I'm trying to create a dataset from a json-string within a dataframe in Databricks 3.5 (Spark 2.2.1). In the code block below 'jsonSchema' is a StructType with the correct layout for the json-string which is in the 'body' column of the dataframe.

val newDF = oldDF.select(from_json($"body".cast("string"), jsonSchema))

This returns a dataframe where the root object is

jsontostructs(CAST(body AS STRING)):struct

followed by the fields in the schema (looks correct). When I try another select on the newDF

val transform = newDF.select($"propertyNameInTheParsedJsonObject")

it throws the exception

org.apache.spark.sql.AnalysisException: cannot resolve '`columnName`' given 
input columns: [jsontostructs(CAST(body AS STRING))];;

I'm aparently missing something. I hoped from_json would return a dataframe I could manipulate further.
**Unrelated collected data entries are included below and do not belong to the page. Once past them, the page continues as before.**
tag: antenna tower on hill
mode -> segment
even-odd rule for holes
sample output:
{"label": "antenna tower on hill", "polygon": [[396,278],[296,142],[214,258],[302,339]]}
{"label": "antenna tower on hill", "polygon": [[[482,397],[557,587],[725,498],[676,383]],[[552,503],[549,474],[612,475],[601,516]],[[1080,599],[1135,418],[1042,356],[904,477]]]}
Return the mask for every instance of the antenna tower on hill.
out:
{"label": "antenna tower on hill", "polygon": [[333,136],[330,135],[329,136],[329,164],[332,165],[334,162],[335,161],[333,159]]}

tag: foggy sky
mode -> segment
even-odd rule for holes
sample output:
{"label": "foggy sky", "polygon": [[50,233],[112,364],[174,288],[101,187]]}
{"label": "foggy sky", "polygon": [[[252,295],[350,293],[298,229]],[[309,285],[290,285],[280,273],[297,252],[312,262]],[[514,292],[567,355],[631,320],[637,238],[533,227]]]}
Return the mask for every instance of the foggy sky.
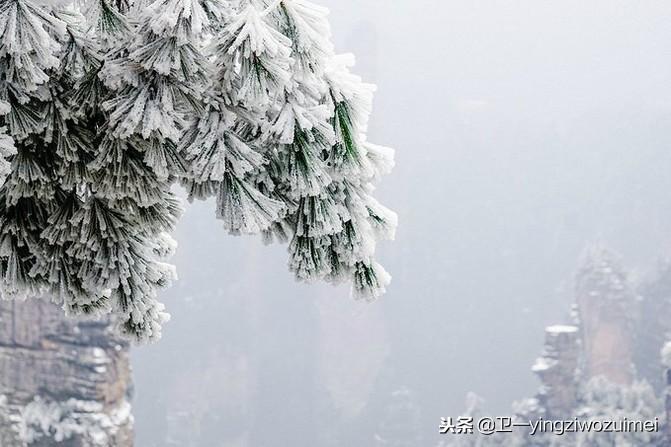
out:
{"label": "foggy sky", "polygon": [[[369,139],[397,151],[377,192],[400,217],[379,250],[392,285],[364,305],[347,287],[297,284],[286,247],[227,236],[212,203],[190,206],[181,279],[164,293],[173,320],[134,351],[138,445],[179,431],[162,419],[175,402],[233,399],[213,384],[244,377],[222,362],[247,350],[263,358],[256,411],[275,430],[251,445],[313,447],[300,434],[319,381],[369,364],[384,366],[347,389],[364,401],[410,389],[435,445],[468,391],[495,415],[535,393],[543,328],[568,321],[588,244],[622,254],[633,280],[671,255],[671,3],[322,3],[338,50],[378,85]],[[250,312],[262,324],[245,323]],[[334,353],[344,362],[323,358]],[[215,424],[211,439],[235,425]]]}

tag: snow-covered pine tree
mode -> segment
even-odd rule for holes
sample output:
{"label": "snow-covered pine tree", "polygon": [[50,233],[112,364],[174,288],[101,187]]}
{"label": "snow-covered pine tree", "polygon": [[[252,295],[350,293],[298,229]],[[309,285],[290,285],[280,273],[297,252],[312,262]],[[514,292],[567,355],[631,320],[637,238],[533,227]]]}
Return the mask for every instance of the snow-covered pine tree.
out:
{"label": "snow-covered pine tree", "polygon": [[157,338],[177,179],[191,198],[216,196],[229,232],[290,238],[299,279],[384,291],[375,241],[396,217],[371,192],[392,153],[366,142],[373,88],[334,54],[325,9],[81,3],[86,23],[32,0],[0,6],[4,296],[48,292]]}
{"label": "snow-covered pine tree", "polygon": [[328,10],[285,0],[274,14],[292,44],[292,84],[269,127],[270,172],[294,204],[290,268],[299,279],[350,280],[356,297],[375,299],[389,281],[375,241],[393,237],[396,216],[370,196],[393,165],[391,150],[365,141],[374,87],[349,73],[353,57],[334,54]]}
{"label": "snow-covered pine tree", "polygon": [[45,260],[47,219],[67,196],[58,181],[67,116],[50,82],[59,58],[67,63],[67,49],[61,52],[71,36],[67,20],[76,22],[76,14],[31,0],[0,4],[0,152],[14,152],[12,140],[16,146],[0,188],[0,296],[5,298],[39,294],[49,285],[34,269]]}
{"label": "snow-covered pine tree", "polygon": [[[40,233],[40,250],[33,250],[33,278],[46,284],[43,291],[63,304],[66,310],[95,303],[100,291],[83,286],[79,275],[81,260],[76,256],[77,228],[73,218],[81,212],[90,191],[91,177],[87,165],[93,157],[95,132],[92,121],[73,106],[72,92],[79,79],[99,63],[97,46],[87,36],[84,17],[72,10],[52,12],[65,24],[65,34],[58,40],[58,67],[49,71],[44,84],[44,132],[39,135],[35,150],[52,154],[51,175],[54,196]],[[17,166],[20,169],[20,166]]]}
{"label": "snow-covered pine tree", "polygon": [[[8,223],[3,229],[9,235],[3,255],[8,259],[6,272],[20,272],[22,279],[6,281],[4,292],[47,293],[69,313],[91,313],[107,307],[103,290],[87,285],[85,261],[97,255],[97,248],[94,251],[80,225],[86,213],[84,204],[91,196],[89,165],[100,122],[95,110],[87,106],[89,102],[82,100],[98,96],[99,86],[87,83],[87,74],[99,69],[101,60],[96,43],[86,33],[83,16],[44,6],[35,6],[35,11],[36,17],[48,19],[40,38],[51,41],[35,38],[30,42],[32,49],[24,46],[24,51],[39,54],[42,50],[34,47],[46,42],[53,47],[56,65],[43,71],[40,79],[44,82],[32,90],[27,102],[10,107],[23,113],[16,122],[31,123],[32,119],[34,123],[24,126],[24,132],[12,132],[19,141],[19,152],[3,188],[7,208],[2,217]],[[17,28],[17,35],[26,32]],[[25,65],[23,70],[27,70]],[[81,96],[80,84],[91,87],[86,98]],[[11,100],[13,90],[8,91]],[[18,127],[11,119],[9,125],[10,129]],[[18,261],[12,264],[12,260]]]}
{"label": "snow-covered pine tree", "polygon": [[373,259],[374,241],[394,238],[397,216],[372,196],[372,182],[391,171],[393,151],[365,139],[374,87],[349,73],[353,64],[351,56],[334,57],[327,78],[337,136],[328,160],[333,189],[343,194],[349,217],[331,236],[331,276],[351,274],[357,296],[377,298],[390,278]]}
{"label": "snow-covered pine tree", "polygon": [[[96,264],[125,262],[137,271],[136,252],[155,244],[115,227],[123,218],[106,215],[92,195],[99,180],[90,169],[92,148],[100,145],[96,108],[104,96],[95,79],[102,65],[95,42],[72,10],[17,0],[3,3],[1,17],[1,99],[18,149],[0,190],[1,291],[48,293],[70,313],[106,309],[119,275],[103,279]],[[130,243],[122,240],[126,234]],[[109,235],[119,246],[100,243]]]}
{"label": "snow-covered pine tree", "polygon": [[88,277],[92,287],[110,289],[122,331],[139,340],[157,338],[167,318],[157,289],[175,276],[163,258],[181,213],[170,187],[184,174],[177,143],[187,119],[202,113],[208,61],[200,41],[215,12],[209,3],[157,0],[132,9],[133,37],[101,71],[111,92],[82,228],[110,251],[91,256]]}
{"label": "snow-covered pine tree", "polygon": [[376,298],[389,277],[375,240],[396,216],[370,193],[393,154],[366,143],[373,87],[334,54],[326,16],[302,0],[241,2],[215,38],[217,94],[183,140],[186,183],[217,196],[229,232],[291,239],[298,279],[349,279]]}
{"label": "snow-covered pine tree", "polygon": [[256,6],[228,11],[214,38],[215,82],[206,111],[185,134],[180,153],[189,169],[189,197],[216,197],[217,217],[233,234],[258,234],[284,211],[280,200],[257,187],[266,158],[258,145],[259,122],[290,77],[286,39],[270,28]]}

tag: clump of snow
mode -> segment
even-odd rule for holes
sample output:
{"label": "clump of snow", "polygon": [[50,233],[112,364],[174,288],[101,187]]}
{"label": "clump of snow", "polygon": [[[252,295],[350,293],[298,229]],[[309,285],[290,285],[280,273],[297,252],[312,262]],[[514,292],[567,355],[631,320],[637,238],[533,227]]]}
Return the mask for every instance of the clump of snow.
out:
{"label": "clump of snow", "polygon": [[110,446],[119,427],[132,422],[130,403],[122,402],[111,413],[100,402],[68,399],[51,401],[36,396],[21,412],[20,436],[27,443],[43,439],[63,442],[84,437],[91,446]]}
{"label": "clump of snow", "polygon": [[667,341],[662,347],[662,365],[671,368],[671,341]]}
{"label": "clump of snow", "polygon": [[547,371],[557,364],[557,360],[551,359],[548,357],[539,357],[536,359],[536,362],[531,367],[531,371],[537,373],[541,371]]}
{"label": "clump of snow", "polygon": [[573,334],[575,332],[578,332],[578,328],[576,326],[569,326],[569,325],[562,325],[562,324],[557,324],[554,326],[548,326],[545,328],[547,332],[553,333],[553,334]]}

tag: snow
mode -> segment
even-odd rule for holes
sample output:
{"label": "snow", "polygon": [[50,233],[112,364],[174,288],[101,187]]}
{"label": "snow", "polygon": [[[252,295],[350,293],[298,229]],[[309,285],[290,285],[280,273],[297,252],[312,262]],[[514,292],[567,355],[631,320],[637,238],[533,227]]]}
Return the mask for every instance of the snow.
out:
{"label": "snow", "polygon": [[130,403],[123,401],[108,414],[100,402],[74,398],[51,401],[36,396],[21,411],[20,436],[27,443],[43,438],[63,442],[77,436],[92,447],[107,447],[119,427],[132,422],[130,408]]}
{"label": "snow", "polygon": [[578,332],[578,328],[576,326],[554,325],[546,327],[545,331],[553,334],[561,334],[561,333],[572,334]]}
{"label": "snow", "polygon": [[662,347],[662,365],[671,368],[671,341],[667,341]]}
{"label": "snow", "polygon": [[531,367],[531,371],[538,373],[547,371],[550,368],[554,367],[557,364],[557,360],[551,359],[548,357],[539,357],[536,359],[536,362]]}

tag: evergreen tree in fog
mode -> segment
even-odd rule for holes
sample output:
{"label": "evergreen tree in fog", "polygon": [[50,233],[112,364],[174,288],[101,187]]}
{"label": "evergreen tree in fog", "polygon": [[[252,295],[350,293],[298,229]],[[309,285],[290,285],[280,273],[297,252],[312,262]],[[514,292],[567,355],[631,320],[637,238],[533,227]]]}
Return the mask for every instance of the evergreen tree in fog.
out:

My ultimate objective is to cast the json-string within the oldDF body-column to a dataset.

Molotch
  • 365
  • 7
  • 20

1 Answers1

2

from_json returns a struct or (array<struct<...>>) column. It means it is a nested object. If you've provided a meaningful name:

val newDF = oldDF.select(from_json($"body".cast("string"), jsonSchema) as "parsed")

and the schema describes a plain struct you could use standard methods like

newDF.select($"parsed.propertyNameInTheParsedJsonObject")

otherwise please follow the instructions for accessing arrays.